HCFA could take several actions to help make the potential cost savings of the risk program a reality without driving HMOs away. One change, modifying the AAPCC, must occur to eliminate the cost increases to HCFA. Several other actions would help HMOs accomplish three key cost-cutting objectives: (1) enrolling a sufficient number of beneficiaries to spread the financial risk and fixed costs adequately; (2) bringing administrative costs for Medicare plans under control; and (3) holding service utilization rates down (especially for hospital care). The burden is not solely HCFA's; HMOs must also make some changes to increase their likelihood of succeeding in the Medicare market.

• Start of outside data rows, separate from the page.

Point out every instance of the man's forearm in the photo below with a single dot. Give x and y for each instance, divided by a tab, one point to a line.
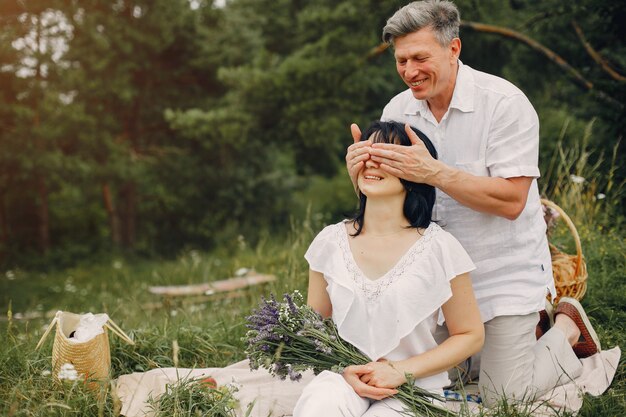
504	197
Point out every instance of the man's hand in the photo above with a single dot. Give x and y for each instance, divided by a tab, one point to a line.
353	374
357	154
412	163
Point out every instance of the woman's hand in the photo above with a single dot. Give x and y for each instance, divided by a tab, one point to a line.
353	374
384	374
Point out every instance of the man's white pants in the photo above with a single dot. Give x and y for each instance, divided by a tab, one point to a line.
517	366
329	395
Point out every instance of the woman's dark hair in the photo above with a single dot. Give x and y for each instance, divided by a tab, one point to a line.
420	198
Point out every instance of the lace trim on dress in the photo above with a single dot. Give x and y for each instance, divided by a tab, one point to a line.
373	289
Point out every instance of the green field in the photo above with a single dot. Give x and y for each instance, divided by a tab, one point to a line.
209	333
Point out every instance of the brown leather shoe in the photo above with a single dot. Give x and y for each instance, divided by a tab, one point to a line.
546	320
588	344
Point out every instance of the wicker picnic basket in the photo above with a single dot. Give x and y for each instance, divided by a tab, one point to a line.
91	359
569	271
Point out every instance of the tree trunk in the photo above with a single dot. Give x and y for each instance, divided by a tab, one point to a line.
43	215
129	196
114	218
4	228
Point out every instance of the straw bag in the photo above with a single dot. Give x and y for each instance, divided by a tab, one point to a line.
91	359
569	271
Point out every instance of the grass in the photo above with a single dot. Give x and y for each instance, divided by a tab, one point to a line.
208	335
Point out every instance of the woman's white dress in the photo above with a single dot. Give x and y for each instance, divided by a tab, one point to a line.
395	316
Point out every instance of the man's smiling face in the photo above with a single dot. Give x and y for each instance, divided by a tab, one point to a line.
426	67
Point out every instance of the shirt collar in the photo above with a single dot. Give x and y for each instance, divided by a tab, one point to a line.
462	97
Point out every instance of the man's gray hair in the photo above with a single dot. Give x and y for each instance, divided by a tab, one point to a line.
439	15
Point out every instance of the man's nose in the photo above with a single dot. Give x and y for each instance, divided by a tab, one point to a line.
412	69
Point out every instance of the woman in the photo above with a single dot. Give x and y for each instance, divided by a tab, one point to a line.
387	277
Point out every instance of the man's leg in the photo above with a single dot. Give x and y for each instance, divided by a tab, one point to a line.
507	358
517	366
329	395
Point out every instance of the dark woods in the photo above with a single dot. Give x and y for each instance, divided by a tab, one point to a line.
149	126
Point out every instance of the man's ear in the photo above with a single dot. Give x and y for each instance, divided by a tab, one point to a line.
455	49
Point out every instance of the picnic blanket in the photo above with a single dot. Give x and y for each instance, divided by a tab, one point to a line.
276	398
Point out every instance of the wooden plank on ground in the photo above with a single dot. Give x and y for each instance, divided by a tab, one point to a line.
214	287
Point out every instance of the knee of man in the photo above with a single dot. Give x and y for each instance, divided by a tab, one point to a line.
326	395
493	395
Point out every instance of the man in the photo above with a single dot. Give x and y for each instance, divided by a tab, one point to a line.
487	135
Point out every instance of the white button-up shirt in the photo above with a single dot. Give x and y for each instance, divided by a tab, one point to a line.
491	130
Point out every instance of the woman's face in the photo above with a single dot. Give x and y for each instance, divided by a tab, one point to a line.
374	182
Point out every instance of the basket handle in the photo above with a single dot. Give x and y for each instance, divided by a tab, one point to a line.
110	324
572	228
48	330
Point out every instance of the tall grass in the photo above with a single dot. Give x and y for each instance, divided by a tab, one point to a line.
209	334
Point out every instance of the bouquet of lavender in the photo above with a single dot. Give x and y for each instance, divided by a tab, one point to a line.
288	338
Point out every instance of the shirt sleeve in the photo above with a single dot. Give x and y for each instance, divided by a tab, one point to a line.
319	251
513	143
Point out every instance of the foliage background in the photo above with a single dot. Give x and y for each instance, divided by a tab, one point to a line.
151	126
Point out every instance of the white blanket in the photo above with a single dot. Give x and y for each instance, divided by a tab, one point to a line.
276	398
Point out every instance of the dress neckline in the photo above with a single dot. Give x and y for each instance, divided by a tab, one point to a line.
349	255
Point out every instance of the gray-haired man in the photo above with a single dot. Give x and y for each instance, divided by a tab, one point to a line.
487	136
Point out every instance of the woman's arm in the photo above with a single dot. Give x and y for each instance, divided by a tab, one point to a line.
466	338
317	296
319	301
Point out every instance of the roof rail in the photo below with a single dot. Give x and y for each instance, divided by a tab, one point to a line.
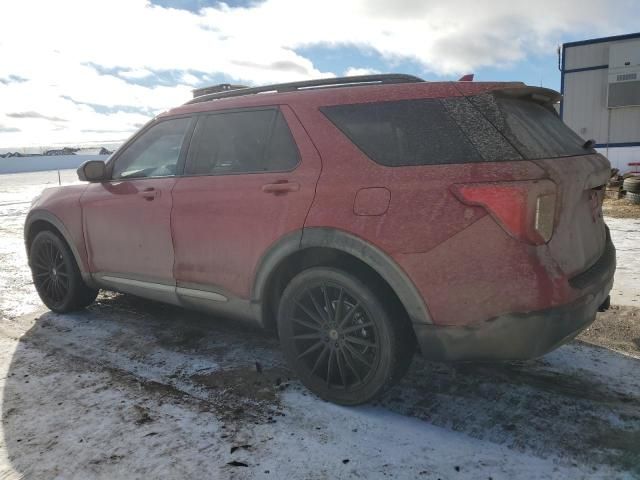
354	81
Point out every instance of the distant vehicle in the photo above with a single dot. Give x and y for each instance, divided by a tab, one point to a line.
359	217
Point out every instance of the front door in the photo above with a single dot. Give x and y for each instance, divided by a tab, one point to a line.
127	220
246	184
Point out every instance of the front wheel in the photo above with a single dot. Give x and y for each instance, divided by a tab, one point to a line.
56	275
339	338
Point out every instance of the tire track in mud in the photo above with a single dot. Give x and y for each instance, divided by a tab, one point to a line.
182	356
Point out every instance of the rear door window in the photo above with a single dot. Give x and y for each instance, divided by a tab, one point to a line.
242	142
407	132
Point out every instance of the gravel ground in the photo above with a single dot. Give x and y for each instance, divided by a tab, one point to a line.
134	389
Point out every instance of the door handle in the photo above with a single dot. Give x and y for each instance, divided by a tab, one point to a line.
281	187
149	193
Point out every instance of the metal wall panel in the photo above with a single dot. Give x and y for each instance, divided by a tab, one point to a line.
585	56
585	103
585	100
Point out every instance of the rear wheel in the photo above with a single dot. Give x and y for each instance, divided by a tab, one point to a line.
56	275
339	338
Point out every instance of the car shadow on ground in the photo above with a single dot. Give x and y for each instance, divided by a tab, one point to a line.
566	404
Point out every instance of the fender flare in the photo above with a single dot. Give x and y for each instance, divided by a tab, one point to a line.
345	242
46	216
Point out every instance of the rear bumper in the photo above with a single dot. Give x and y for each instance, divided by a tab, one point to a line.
522	336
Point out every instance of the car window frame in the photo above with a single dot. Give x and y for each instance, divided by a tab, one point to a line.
193	143
110	164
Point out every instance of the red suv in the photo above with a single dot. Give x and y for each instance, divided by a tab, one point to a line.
356	216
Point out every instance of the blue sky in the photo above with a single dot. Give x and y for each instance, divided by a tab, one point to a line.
117	63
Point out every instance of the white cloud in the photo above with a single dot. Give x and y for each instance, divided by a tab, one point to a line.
54	44
360	71
136	73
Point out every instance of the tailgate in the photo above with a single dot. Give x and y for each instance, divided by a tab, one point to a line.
579	236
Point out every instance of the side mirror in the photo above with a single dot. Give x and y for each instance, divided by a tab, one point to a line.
92	171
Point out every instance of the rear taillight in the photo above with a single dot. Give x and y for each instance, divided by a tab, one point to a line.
525	210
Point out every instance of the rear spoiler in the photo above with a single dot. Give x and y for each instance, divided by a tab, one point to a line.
543	96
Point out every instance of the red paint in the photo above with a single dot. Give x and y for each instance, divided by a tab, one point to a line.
511	204
125	231
222	225
456	230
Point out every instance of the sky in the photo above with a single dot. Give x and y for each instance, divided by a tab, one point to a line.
92	72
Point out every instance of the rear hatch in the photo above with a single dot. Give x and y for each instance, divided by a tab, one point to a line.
527	119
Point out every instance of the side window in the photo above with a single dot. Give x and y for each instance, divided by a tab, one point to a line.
236	142
407	132
155	153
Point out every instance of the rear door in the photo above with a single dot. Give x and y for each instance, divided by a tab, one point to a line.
249	179
127	219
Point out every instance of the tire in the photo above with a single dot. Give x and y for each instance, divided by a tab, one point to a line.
631	184
339	338
56	275
633	197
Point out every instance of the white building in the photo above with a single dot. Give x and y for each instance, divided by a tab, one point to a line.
601	87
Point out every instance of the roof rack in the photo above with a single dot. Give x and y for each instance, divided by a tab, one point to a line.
354	81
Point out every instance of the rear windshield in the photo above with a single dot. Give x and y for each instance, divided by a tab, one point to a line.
533	129
484	128
407	132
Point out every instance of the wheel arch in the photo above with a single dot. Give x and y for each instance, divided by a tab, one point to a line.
40	220
327	246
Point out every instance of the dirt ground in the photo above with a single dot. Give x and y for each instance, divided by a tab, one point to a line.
134	389
617	329
620	208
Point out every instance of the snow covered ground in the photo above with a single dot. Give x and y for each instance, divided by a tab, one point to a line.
134	389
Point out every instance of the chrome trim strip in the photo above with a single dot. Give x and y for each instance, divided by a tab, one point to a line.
190	292
137	283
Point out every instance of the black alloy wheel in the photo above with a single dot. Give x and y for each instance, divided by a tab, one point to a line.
50	273
56	275
339	338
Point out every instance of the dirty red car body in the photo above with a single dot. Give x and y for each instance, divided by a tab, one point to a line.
491	259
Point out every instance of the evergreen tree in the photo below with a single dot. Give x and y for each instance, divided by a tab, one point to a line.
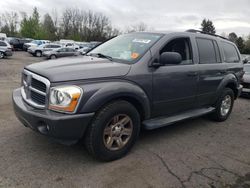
208	26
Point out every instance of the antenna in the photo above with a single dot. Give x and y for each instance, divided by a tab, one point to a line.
203	32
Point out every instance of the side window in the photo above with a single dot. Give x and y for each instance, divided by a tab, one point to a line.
207	52
181	46
3	44
230	52
217	51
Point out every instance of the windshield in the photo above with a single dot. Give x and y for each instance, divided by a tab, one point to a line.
247	69
128	47
35	41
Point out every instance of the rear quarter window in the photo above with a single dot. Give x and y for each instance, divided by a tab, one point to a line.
207	52
3	44
230	53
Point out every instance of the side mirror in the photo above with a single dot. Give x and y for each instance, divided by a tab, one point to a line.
170	58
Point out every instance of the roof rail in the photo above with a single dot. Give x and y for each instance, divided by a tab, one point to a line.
203	32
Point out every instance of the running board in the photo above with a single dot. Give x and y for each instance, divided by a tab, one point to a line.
164	121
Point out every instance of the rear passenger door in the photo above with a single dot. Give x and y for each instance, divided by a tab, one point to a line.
175	86
211	70
232	59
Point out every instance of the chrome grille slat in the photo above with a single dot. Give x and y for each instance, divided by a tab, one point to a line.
35	89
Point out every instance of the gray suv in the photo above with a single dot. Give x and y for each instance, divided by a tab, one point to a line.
39	50
133	81
5	49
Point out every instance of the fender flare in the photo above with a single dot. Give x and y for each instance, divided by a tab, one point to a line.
99	94
230	79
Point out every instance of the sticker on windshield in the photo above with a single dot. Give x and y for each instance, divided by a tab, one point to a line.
145	41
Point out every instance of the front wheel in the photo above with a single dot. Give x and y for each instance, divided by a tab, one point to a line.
113	131
224	106
1	55
38	54
52	57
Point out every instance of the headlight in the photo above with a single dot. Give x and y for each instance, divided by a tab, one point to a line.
64	98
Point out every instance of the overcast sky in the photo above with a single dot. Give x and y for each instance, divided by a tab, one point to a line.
227	15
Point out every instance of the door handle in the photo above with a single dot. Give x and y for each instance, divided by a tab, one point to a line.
192	73
223	72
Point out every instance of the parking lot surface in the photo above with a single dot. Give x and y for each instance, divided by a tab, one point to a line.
194	153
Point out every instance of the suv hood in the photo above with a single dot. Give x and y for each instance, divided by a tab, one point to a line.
80	68
246	78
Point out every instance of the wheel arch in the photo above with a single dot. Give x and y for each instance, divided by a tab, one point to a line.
110	92
230	81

Revise Payment Methodology

Our results suggest that adding one additional factor to the AAPCC payment rate formula—a history of cancer, heart disease, or stroke—could eliminate the increase in costs to HCFA. Our simulations show that if this change were implemented and the plans were still paid only 95 percent of the revised AAPCC, HCFA would actually save 1.1 percent relative to FFS costs, rather than losing money. This approach is similar to the diagnostic cost group (DCG) method developed by Ash et al. (1986) but is simpler, includes a larger proportion of beneficiaries in the high-cost group (about one-third of Medicare beneficiaries have had cancer, heart disease, or a stroke), and is not limited to the experience of the previous year. Data from HMOs on a refined version of this type of indicator would be much easier to verify than some of the risk factors proposed by others, such as measures of functioning. In addition, these data would only need to be updated when a beneficiary experiences such a health problem for the first time. This change would reduce AAPCC payments the most for plans that create the greatest cost increases to HCFA—that is, those experiencing the most favorable selection. Our estimates suggest that the change would not yield the full 5 percent savings originally intended but would at least eliminate cost increases to HCFA.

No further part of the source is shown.